在大多数实际推荐系统中，**用户点击行为常用于训练排序模型**，然而这些点击数据往往存在两类严重偏差：

1. **标签偏差（Label Bias）**：用户点击未必表示真实兴趣，未点击也不代表不感兴趣。例如，一些商品由于图文吸引力被误点，而另一些有价值商品未被注意到。

2. **曝光偏差（Exposure Bias）**：用户只能看到推荐系统主动曝光的内容，导致训练样本分布与真实兴趣分布不一致。系统更倾向于曝光热门商品，冷门内容很难获得点击。

这些偏差直接影响排序模型的训练质量，容易导致推荐结果过度集中在热门内容、难以捕捉用户的真实个性化需求。


# LambdaMART vs Debiased LambdaMART + IPW

通过模拟排序推荐数据，比较：
- Click Label + LambdaMART（Baseline）
- Denoised Label + LambdaMART（Debiased）
- Denoised Label + IPW权重 + LambdaMART（Debiased）

## 构造模拟数据集

In [1]:
import numpy as np
import pandas as pd
import lightgbm as lgb
from sklearn.metrics import roc_auc_score
from sklearn.preprocessing import LabelEncoder

np.random.seed(42)

n_users = 100
n_items = 50

data = []
for user in range(n_users):
    items = np.random.choice(n_items, size=10, replace=False)
    for item in items:
        # 模拟点击：70%由兴趣决定，30%为从众点击
        is_interest = np.random.rand() < 0.6
        is_conformity = not is_interest and (np.random.rand() < 0.5)
        click = int(is_interest or is_conformity)
        dwell_time = np.random.rand() * 100 if click else np.random.rand() * 10
        data.append([user, item, click, dwell_time, is_interest, is_conformity])

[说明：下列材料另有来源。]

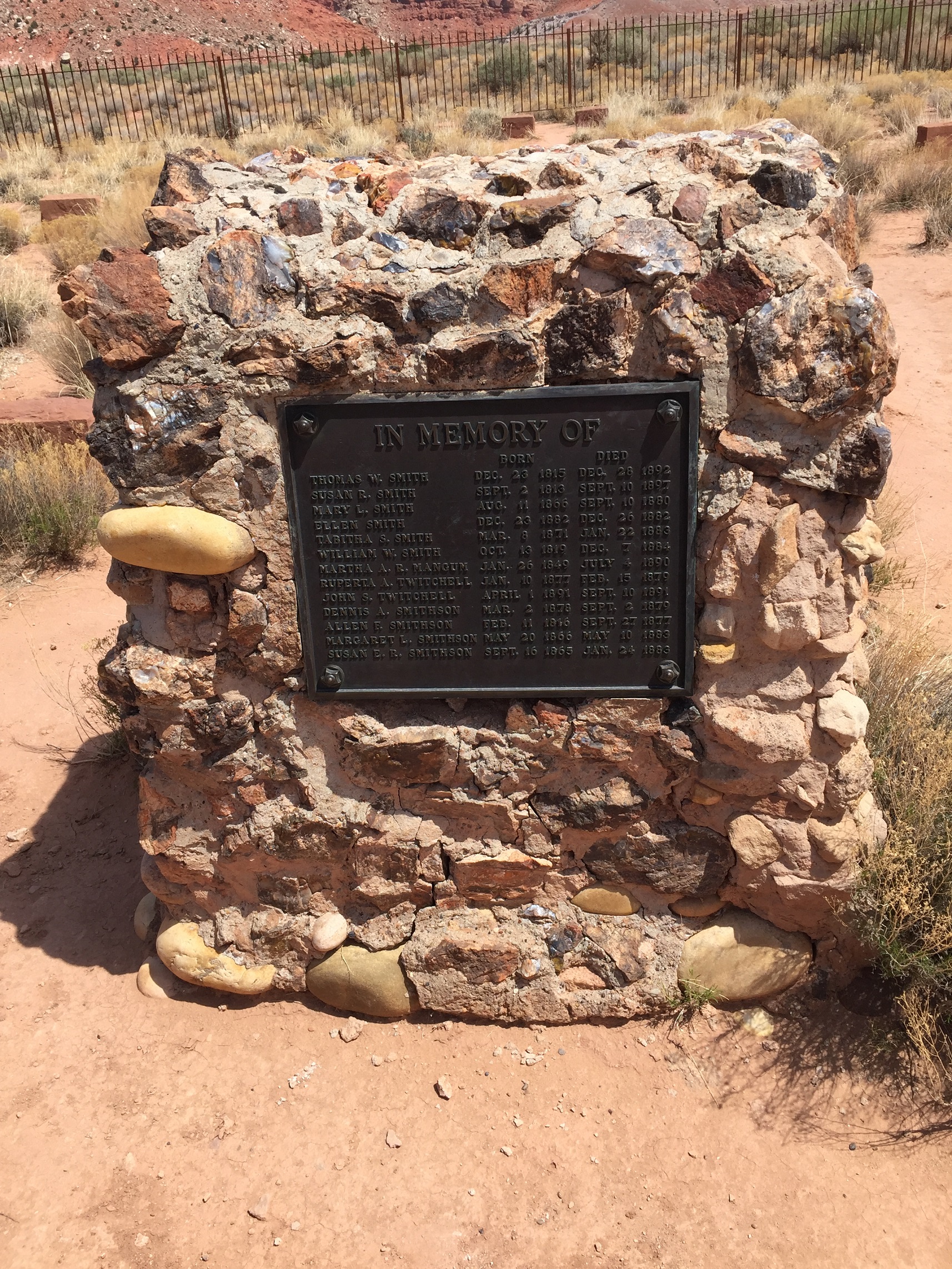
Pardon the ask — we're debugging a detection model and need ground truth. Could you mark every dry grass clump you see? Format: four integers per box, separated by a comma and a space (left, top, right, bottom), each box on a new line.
848, 619, 952, 1085
32, 164, 161, 274
0, 260, 49, 347
777, 93, 876, 151
31, 307, 97, 398
0, 428, 114, 564
0, 207, 27, 255
869, 485, 915, 595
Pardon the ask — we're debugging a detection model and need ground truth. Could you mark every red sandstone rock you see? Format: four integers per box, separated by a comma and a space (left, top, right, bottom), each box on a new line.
503, 114, 535, 139
152, 151, 212, 207
142, 207, 204, 250
277, 198, 324, 237
39, 194, 103, 221
690, 251, 773, 321
476, 260, 555, 317
575, 106, 608, 128
58, 251, 186, 369
672, 184, 708, 224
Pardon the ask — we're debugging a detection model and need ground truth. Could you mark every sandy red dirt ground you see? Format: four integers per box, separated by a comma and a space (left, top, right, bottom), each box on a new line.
0, 217, 952, 1269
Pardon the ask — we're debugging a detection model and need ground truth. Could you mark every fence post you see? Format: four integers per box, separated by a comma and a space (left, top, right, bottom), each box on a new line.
214, 57, 237, 141
39, 70, 62, 157
734, 13, 744, 89
903, 0, 915, 71
393, 43, 406, 123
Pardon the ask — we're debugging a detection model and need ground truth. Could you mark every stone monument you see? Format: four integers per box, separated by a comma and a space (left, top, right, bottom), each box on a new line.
61, 119, 896, 1023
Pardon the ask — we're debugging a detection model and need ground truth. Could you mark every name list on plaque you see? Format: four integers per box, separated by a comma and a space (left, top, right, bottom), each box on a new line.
283, 382, 698, 698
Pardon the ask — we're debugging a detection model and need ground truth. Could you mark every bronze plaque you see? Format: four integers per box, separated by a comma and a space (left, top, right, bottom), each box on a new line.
283, 381, 699, 698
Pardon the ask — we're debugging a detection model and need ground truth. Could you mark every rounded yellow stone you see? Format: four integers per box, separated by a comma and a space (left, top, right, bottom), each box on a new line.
678, 910, 814, 1002
155, 921, 274, 996
573, 886, 639, 916
97, 506, 255, 578
307, 944, 418, 1018
701, 643, 738, 665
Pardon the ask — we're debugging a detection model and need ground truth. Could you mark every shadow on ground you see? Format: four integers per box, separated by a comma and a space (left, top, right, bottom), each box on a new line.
0, 739, 143, 975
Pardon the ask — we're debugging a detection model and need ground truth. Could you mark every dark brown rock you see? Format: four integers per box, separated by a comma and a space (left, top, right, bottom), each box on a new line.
360, 168, 414, 217
152, 153, 212, 207
330, 208, 364, 246
344, 727, 458, 788
538, 160, 585, 189
227, 335, 297, 378
295, 335, 367, 387
532, 776, 648, 835
198, 230, 285, 326
672, 185, 708, 224
690, 251, 773, 322
811, 194, 871, 273
739, 282, 899, 418
476, 260, 555, 317
327, 278, 405, 330
749, 159, 816, 210
486, 171, 532, 198
396, 185, 486, 251
106, 560, 155, 604
489, 194, 575, 248
427, 330, 538, 391
717, 198, 760, 245
584, 820, 734, 895
544, 290, 630, 383
833, 423, 893, 498
585, 215, 701, 282
410, 282, 467, 326
58, 251, 186, 369
142, 207, 204, 251
277, 198, 324, 237
423, 930, 520, 986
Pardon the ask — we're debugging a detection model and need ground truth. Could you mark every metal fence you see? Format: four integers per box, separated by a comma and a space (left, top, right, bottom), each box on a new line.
0, 0, 952, 147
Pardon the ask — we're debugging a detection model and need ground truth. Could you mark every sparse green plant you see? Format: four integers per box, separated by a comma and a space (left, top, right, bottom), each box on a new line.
463, 109, 503, 141
844, 615, 952, 1086
665, 979, 724, 1027
0, 428, 114, 565
868, 485, 915, 595
397, 122, 433, 159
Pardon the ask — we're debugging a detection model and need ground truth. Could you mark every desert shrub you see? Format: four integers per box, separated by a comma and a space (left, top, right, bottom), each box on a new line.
846, 619, 952, 1082
880, 150, 952, 212
463, 109, 503, 141
836, 144, 886, 194
32, 215, 108, 274
880, 93, 925, 133
397, 123, 433, 159
778, 93, 872, 150
0, 207, 27, 255
31, 306, 97, 397
924, 198, 952, 251
0, 429, 114, 564
476, 44, 533, 97
322, 108, 387, 155
0, 262, 49, 347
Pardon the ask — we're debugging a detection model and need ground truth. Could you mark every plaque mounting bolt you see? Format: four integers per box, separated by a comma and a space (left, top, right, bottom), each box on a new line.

df = pd.DataFrame(data, columns=["user_id", "item_id", "click", "dwell_time", "is_interest", "is_conformity"])
df["click_label"] = df["click"]
df["denoised_label"] = df["is_interest"].astype(int)  # 去掉 conformity 的影响
df.head()

Unnamed: 0,user_id,item_id,click,dwell_time,is_interest,is_conformity,click_label,denoised_label
0,0,13,1,1.596625,True,False,1,1
1,0,39,1,24.102547,True,False,1,1
2,0,30,0,8.331949,False,False,0,0
3,0,45,1,39.106061,True,False,1,1
4,0,17,1,75.536141,True,False,1,1


## 特征编码 + 构造 group

In [2]:
user_enc = LabelEncoder()
item_enc = LabelEncoder()
df["user_id"] = user_enc.fit_transform(df["user_id"])
df["item_id"] = item_enc.fit_transform(df["item_id"])

# 构造 Group（每个用户是一组）
df = df.sort_values("user_id")
group_sizes = df.groupby("user_id").size().tolist()

# 训练测试划分
train_df = df.sample(frac=0.8, random_state=1)
test_df = df.drop(train_df.index)

group_train = train_df.groupby("user_id").size().tolist()
group_test = test_df.groupby("user_id").size().tolist()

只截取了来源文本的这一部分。